Source: MSU News Service
The executive director of a California-based council on American and Islamic relations told hundreds of people gathered at Montana State University Wednesday night that Muslims are a very diverse group of people and simply cannot be categorized in any one way.
Muslims are "as diverse as America," said Hussam Ayloush, executive director of the Council on American-Islamic Relations-Southern California. "Day to day, American Muslims are no different than any other person in America," he later added.
With 1.3 billion Muslims worldwide, which is about one-fourth of the world's population, it's important for other groups of people, such as Christians, to learn about Muslims, Ayloush said.
"We can't afford to be at odds with one another," Ayloush said.
Ayloush visited MSU along with Aminah Assilmi, director of the International Union of Muslim Women, as lecturers at a free, one-day symposium geared to local understanding of Islam. The symposium, which was sponsored by MSU's Diversity Awareness Office and the Muslim Student Association, included the evening lectures, an afternoon panel discussion and film screenings.

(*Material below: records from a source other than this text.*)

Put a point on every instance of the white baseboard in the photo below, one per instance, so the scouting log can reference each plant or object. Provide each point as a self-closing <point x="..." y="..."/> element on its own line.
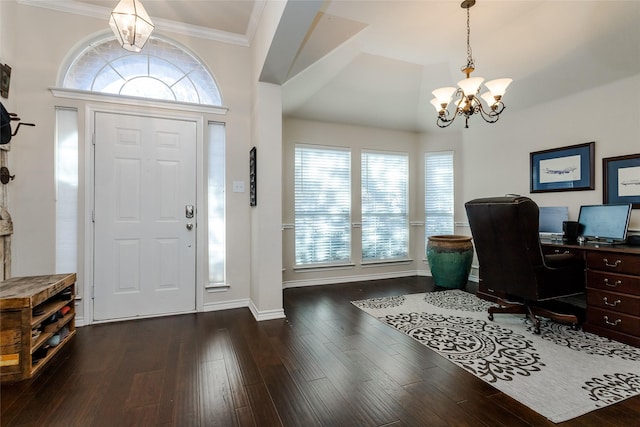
<point x="348" y="279"/>
<point x="265" y="315"/>
<point x="226" y="305"/>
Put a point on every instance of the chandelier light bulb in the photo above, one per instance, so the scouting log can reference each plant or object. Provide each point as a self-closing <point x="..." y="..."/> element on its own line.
<point x="131" y="25"/>
<point x="437" y="105"/>
<point x="488" y="98"/>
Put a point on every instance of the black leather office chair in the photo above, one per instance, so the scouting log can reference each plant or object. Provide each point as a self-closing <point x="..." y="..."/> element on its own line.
<point x="507" y="243"/>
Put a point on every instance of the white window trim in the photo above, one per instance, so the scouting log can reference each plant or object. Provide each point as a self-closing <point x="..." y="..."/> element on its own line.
<point x="89" y="96"/>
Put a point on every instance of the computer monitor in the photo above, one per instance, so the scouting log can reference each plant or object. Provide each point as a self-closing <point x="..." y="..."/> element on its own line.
<point x="605" y="223"/>
<point x="551" y="219"/>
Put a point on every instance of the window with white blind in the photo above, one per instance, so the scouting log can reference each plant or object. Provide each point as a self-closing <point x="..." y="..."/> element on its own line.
<point x="322" y="206"/>
<point x="385" y="205"/>
<point x="438" y="198"/>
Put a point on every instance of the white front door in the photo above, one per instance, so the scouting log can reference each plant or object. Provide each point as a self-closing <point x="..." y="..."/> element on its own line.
<point x="145" y="188"/>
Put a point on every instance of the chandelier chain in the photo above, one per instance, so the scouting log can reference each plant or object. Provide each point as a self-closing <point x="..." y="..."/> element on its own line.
<point x="470" y="63"/>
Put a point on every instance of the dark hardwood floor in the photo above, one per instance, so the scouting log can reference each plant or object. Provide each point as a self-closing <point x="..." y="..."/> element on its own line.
<point x="326" y="364"/>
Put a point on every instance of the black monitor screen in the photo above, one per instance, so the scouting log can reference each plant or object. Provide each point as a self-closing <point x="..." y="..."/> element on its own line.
<point x="607" y="223"/>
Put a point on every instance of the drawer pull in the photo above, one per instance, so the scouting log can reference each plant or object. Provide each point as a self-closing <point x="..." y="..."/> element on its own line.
<point x="612" y="285"/>
<point x="614" y="265"/>
<point x="617" y="321"/>
<point x="612" y="304"/>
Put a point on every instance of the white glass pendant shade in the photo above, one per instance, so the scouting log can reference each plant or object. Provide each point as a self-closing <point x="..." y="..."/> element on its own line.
<point x="471" y="85"/>
<point x="131" y="24"/>
<point x="498" y="86"/>
<point x="444" y="94"/>
<point x="488" y="98"/>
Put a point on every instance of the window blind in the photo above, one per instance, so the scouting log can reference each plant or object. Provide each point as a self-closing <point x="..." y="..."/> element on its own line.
<point x="385" y="225"/>
<point x="322" y="205"/>
<point x="438" y="193"/>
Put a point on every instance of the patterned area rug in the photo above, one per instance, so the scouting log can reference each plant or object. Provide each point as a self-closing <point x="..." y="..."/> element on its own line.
<point x="560" y="373"/>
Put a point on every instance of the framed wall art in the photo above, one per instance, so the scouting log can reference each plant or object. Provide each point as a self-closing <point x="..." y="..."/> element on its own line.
<point x="5" y="80"/>
<point x="253" y="184"/>
<point x="621" y="180"/>
<point x="568" y="168"/>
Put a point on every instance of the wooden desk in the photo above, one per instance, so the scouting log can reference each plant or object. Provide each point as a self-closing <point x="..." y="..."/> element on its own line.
<point x="612" y="280"/>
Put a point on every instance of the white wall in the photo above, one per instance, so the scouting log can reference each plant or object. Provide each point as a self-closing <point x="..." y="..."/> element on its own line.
<point x="497" y="156"/>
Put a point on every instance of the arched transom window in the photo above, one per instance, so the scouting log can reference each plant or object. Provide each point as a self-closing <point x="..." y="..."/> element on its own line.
<point x="161" y="71"/>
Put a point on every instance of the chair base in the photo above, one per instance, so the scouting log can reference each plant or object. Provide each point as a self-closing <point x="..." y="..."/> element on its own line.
<point x="532" y="313"/>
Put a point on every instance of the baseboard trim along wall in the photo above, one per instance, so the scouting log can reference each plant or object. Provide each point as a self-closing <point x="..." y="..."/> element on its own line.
<point x="266" y="315"/>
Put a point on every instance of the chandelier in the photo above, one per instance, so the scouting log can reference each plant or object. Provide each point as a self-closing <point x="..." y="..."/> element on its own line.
<point x="131" y="24"/>
<point x="465" y="98"/>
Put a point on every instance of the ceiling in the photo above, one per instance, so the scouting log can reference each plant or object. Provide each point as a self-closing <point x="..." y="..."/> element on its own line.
<point x="376" y="62"/>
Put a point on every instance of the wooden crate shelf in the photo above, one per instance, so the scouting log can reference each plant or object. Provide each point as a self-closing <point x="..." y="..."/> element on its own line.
<point x="20" y="297"/>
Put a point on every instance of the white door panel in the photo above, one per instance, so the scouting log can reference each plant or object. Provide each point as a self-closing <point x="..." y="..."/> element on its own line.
<point x="145" y="175"/>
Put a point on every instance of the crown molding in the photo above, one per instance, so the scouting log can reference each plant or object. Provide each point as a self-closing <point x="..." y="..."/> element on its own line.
<point x="100" y="12"/>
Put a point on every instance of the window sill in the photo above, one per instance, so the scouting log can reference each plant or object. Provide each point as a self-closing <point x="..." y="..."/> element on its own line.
<point x="217" y="287"/>
<point x="382" y="262"/>
<point x="322" y="267"/>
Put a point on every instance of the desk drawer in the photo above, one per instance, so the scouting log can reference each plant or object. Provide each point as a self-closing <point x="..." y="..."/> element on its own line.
<point x="613" y="301"/>
<point x="614" y="262"/>
<point x="620" y="283"/>
<point x="613" y="321"/>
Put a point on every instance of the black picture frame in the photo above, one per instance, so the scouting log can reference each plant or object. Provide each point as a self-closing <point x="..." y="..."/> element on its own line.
<point x="569" y="168"/>
<point x="253" y="183"/>
<point x="621" y="180"/>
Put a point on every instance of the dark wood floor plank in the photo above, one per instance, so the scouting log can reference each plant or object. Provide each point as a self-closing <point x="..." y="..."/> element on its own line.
<point x="327" y="364"/>
<point x="215" y="396"/>
<point x="262" y="407"/>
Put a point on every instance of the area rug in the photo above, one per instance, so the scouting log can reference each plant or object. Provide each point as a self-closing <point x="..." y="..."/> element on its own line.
<point x="561" y="373"/>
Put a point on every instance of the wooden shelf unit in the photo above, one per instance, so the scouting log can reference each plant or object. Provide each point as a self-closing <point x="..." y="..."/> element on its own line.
<point x="20" y="298"/>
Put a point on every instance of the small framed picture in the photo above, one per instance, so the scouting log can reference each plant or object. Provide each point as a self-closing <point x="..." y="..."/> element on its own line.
<point x="621" y="180"/>
<point x="5" y="80"/>
<point x="568" y="168"/>
<point x="253" y="183"/>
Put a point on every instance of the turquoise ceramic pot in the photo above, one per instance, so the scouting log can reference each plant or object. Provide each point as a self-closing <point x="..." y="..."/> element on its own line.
<point x="450" y="258"/>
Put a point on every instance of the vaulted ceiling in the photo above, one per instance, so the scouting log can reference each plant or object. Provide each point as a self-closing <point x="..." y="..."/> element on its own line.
<point x="376" y="62"/>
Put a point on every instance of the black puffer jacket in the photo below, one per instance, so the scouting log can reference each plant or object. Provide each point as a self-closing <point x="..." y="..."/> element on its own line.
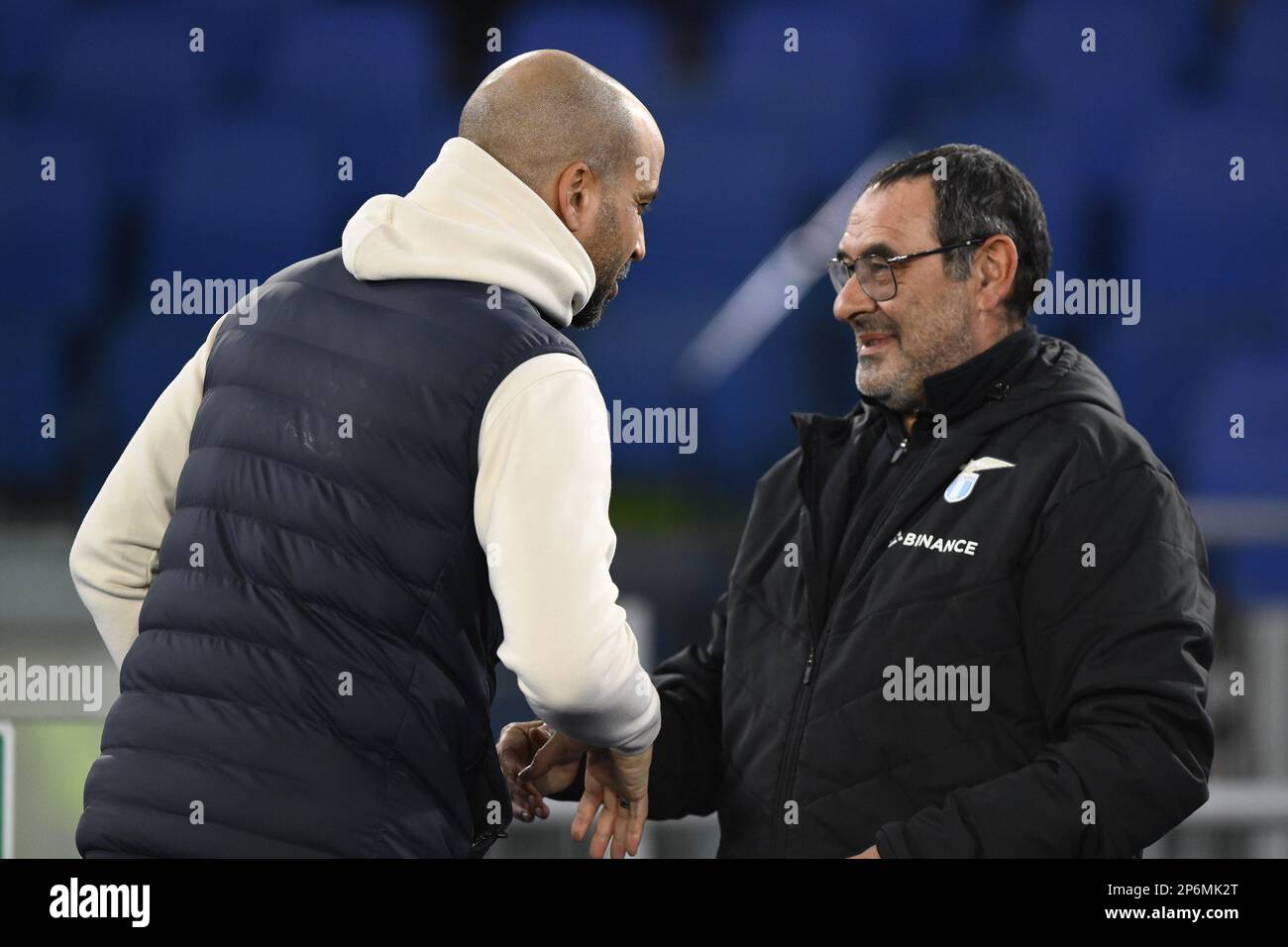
<point x="320" y="682"/>
<point x="1076" y="578"/>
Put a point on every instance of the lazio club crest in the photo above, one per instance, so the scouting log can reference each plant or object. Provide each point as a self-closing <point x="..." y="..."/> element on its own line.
<point x="965" y="480"/>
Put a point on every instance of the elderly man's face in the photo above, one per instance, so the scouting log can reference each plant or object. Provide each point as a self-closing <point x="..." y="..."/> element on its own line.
<point x="926" y="328"/>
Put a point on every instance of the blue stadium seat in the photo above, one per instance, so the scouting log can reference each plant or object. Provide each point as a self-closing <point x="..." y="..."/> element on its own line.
<point x="241" y="198"/>
<point x="128" y="76"/>
<point x="55" y="228"/>
<point x="626" y="40"/>
<point x="31" y="385"/>
<point x="1248" y="382"/>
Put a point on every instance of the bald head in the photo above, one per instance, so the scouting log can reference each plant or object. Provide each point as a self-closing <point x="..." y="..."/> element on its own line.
<point x="541" y="111"/>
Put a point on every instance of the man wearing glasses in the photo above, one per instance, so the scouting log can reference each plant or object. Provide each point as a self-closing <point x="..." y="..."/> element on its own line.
<point x="969" y="618"/>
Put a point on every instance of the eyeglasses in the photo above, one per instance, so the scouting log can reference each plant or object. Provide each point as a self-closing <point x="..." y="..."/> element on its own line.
<point x="876" y="273"/>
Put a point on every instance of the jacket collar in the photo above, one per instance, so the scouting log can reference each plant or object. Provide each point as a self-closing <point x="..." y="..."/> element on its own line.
<point x="957" y="392"/>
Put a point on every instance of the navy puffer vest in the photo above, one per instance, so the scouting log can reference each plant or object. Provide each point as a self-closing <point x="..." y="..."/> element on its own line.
<point x="314" y="663"/>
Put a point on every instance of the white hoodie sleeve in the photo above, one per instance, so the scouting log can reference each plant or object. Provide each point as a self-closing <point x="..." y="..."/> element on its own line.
<point x="541" y="514"/>
<point x="116" y="549"/>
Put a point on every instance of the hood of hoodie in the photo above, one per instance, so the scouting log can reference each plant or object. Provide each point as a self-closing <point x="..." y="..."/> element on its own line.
<point x="469" y="218"/>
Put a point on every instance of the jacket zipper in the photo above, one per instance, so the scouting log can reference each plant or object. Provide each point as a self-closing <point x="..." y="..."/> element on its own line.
<point x="791" y="753"/>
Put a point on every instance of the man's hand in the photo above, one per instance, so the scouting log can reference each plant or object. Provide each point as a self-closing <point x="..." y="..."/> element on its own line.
<point x="516" y="749"/>
<point x="616" y="789"/>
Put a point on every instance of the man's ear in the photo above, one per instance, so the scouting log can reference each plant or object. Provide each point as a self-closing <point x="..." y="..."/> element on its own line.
<point x="996" y="264"/>
<point x="576" y="196"/>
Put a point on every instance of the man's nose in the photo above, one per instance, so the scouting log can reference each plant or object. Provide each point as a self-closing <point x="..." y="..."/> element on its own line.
<point x="639" y="244"/>
<point x="851" y="300"/>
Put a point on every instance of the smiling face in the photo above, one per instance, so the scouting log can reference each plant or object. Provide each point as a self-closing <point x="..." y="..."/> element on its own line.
<point x="931" y="324"/>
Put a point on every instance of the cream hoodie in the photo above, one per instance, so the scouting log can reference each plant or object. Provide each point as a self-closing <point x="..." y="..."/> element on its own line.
<point x="541" y="496"/>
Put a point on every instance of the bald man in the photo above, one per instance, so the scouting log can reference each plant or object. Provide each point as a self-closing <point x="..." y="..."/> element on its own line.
<point x="381" y="474"/>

Ayloush, who spoke about "What it means to be a Muslim in America," discussed various pieces of information about the religion. That information ranged from the difference between Islam and Muslims (Islam is the name of the religion, and Muslims are followers of Islam) to demographics of Muslims in the U.S. to results of a Pew Research Study that noted 53 percent of Muslims said it is more difficult to be a Muslim in the U.S. since 9/11, while 40 percent of Muslims said it hasn't changed.